Keen habitait à St. John's durant l'automne 1708, lorsque les forces françaises sous le commandement de Saint-Ovide de Brouillan ont capturé St. John's, incendiant le fort et une large part de la ville. Il a été l'un des nombreux habitants de St. John's conduits en mars 1709 à la garnison française de Plaisance; où il a été emprisonné jusqu'en juin. Éventuellement, Keen a rédigé un rapport sur son incarcération.

Promoteur de la justice

Keen aura été un important promoteur de l'établissement d'un système judiciaire officiel et efficace à Terre-Neuve.
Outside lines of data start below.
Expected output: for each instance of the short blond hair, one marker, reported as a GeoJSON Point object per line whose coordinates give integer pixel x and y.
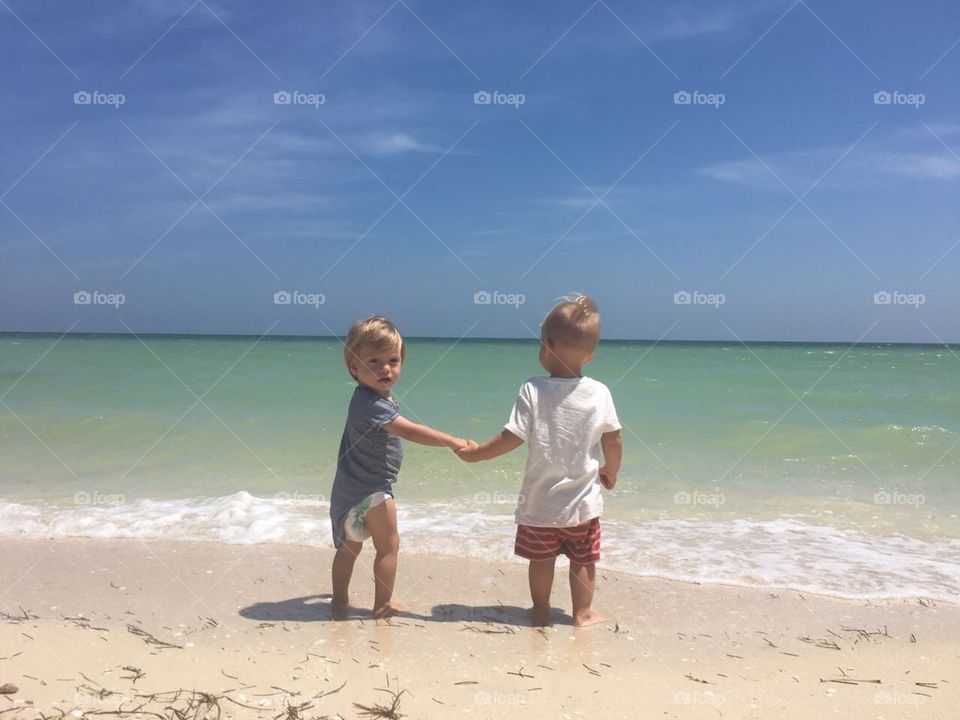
{"type": "Point", "coordinates": [376, 333]}
{"type": "Point", "coordinates": [573, 323]}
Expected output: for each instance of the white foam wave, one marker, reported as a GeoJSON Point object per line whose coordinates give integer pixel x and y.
{"type": "Point", "coordinates": [781, 553]}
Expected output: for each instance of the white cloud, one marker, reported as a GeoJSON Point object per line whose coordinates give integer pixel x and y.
{"type": "Point", "coordinates": [940, 166]}
{"type": "Point", "coordinates": [393, 144]}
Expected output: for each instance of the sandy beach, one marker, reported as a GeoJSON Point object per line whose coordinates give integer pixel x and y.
{"type": "Point", "coordinates": [153, 629]}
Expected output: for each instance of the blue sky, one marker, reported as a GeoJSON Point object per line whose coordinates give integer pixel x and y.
{"type": "Point", "coordinates": [782, 198]}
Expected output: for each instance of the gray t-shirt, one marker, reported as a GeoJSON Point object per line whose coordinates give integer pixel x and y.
{"type": "Point", "coordinates": [369, 457]}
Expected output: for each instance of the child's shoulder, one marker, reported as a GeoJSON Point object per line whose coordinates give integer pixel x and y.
{"type": "Point", "coordinates": [551, 385]}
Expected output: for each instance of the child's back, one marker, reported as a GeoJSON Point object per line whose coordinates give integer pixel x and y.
{"type": "Point", "coordinates": [562, 421]}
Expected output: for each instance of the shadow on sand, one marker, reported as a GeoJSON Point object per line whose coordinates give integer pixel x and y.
{"type": "Point", "coordinates": [317, 608]}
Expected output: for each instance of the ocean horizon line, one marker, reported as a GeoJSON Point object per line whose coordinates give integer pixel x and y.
{"type": "Point", "coordinates": [444, 338]}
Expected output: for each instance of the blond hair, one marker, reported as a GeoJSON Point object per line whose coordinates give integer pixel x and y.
{"type": "Point", "coordinates": [573, 323]}
{"type": "Point", "coordinates": [376, 333]}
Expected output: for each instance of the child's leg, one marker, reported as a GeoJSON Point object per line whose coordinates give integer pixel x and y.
{"type": "Point", "coordinates": [541, 583]}
{"type": "Point", "coordinates": [583, 582]}
{"type": "Point", "coordinates": [381, 521]}
{"type": "Point", "coordinates": [343, 570]}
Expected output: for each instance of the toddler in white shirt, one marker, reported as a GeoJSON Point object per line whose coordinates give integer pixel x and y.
{"type": "Point", "coordinates": [565, 419]}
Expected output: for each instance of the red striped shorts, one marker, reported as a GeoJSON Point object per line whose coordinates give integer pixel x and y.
{"type": "Point", "coordinates": [581, 543]}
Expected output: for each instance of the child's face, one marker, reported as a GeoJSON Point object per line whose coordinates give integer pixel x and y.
{"type": "Point", "coordinates": [377, 369]}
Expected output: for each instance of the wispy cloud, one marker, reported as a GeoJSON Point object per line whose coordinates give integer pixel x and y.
{"type": "Point", "coordinates": [393, 144]}
{"type": "Point", "coordinates": [903, 153]}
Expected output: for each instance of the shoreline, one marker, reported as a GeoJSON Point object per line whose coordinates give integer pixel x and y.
{"type": "Point", "coordinates": [106, 625]}
{"type": "Point", "coordinates": [784, 553]}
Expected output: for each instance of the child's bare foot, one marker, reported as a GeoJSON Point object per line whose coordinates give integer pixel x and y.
{"type": "Point", "coordinates": [340, 607]}
{"type": "Point", "coordinates": [587, 618]}
{"type": "Point", "coordinates": [540, 617]}
{"type": "Point", "coordinates": [389, 609]}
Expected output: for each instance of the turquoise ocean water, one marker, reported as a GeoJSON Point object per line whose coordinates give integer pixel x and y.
{"type": "Point", "coordinates": [822, 467]}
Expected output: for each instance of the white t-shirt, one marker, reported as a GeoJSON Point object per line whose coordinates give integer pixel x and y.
{"type": "Point", "coordinates": [561, 420]}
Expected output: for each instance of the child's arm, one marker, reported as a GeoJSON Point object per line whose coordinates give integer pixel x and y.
{"type": "Point", "coordinates": [612, 445]}
{"type": "Point", "coordinates": [494, 447]}
{"type": "Point", "coordinates": [414, 432]}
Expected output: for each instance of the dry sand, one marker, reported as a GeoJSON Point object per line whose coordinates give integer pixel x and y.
{"type": "Point", "coordinates": [97, 628]}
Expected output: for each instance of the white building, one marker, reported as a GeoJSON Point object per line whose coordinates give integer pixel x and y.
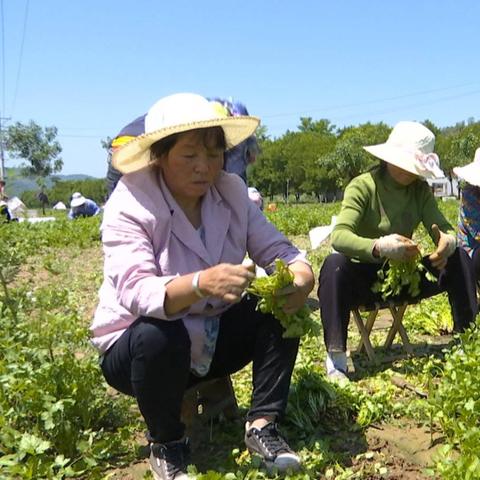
{"type": "Point", "coordinates": [444, 187]}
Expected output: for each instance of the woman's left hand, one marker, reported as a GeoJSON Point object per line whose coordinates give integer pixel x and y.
{"type": "Point", "coordinates": [296, 294]}
{"type": "Point", "coordinates": [446, 245]}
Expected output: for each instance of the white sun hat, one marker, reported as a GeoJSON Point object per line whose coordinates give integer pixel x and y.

Durant les quelques années précédant l'arrivée de Keen à Terre-Neuve, des amiraux de la pêche, avec l'autorisation du gouvernement britannique, dispensaient une forme rudimentaire de « justice », favorisant souvent le « criminel » qui pouvait fournir le plus gros pot-de-vin. Leur autorité ne s'exerçait que durant la saison de pêche, quand ils étaient à Terre-Neuve. Le reste de l'année, soit entre octobre et mai, l'anarchie régnait.

Durant les décennies qui ont précédé 1730, les résidents ont multiplié leurs requêtes en vue d'obtenir des juges permanents, mais le gouvernement britannique a refusé de plier le genou, même après de nombreux meurtres. Keen avait été à l'avant-garde de ces requêtes et avait déboursé de sa poche pour envoyer plusieurs criminels et témoins devant les tribunaux en Angleterre, ce qui était le seul recours des victimes de crimes punissables de la peine de mort. Keen a trouvé un allié dans Lord Vere Beauclerk, commandant du convoi naval en 1728, qui l'a pressé de poursuivre son lobbying. Henry Osbourne, le commandant du convoi en 1729, a été désigné premier gouverneur de Terre-Neuve. Il a ainsi obtenu l'autorité de nommer des juges de paix (magistrats) habilités à instruire des délits mineurs, mais seulement durant l'absence des amiraux de la pêche. Keen a été l'un des cinq juges nommés pour le secteur de St. John's, Quidi Vidi, Petty Harbour, Torbay et Bay Bulls.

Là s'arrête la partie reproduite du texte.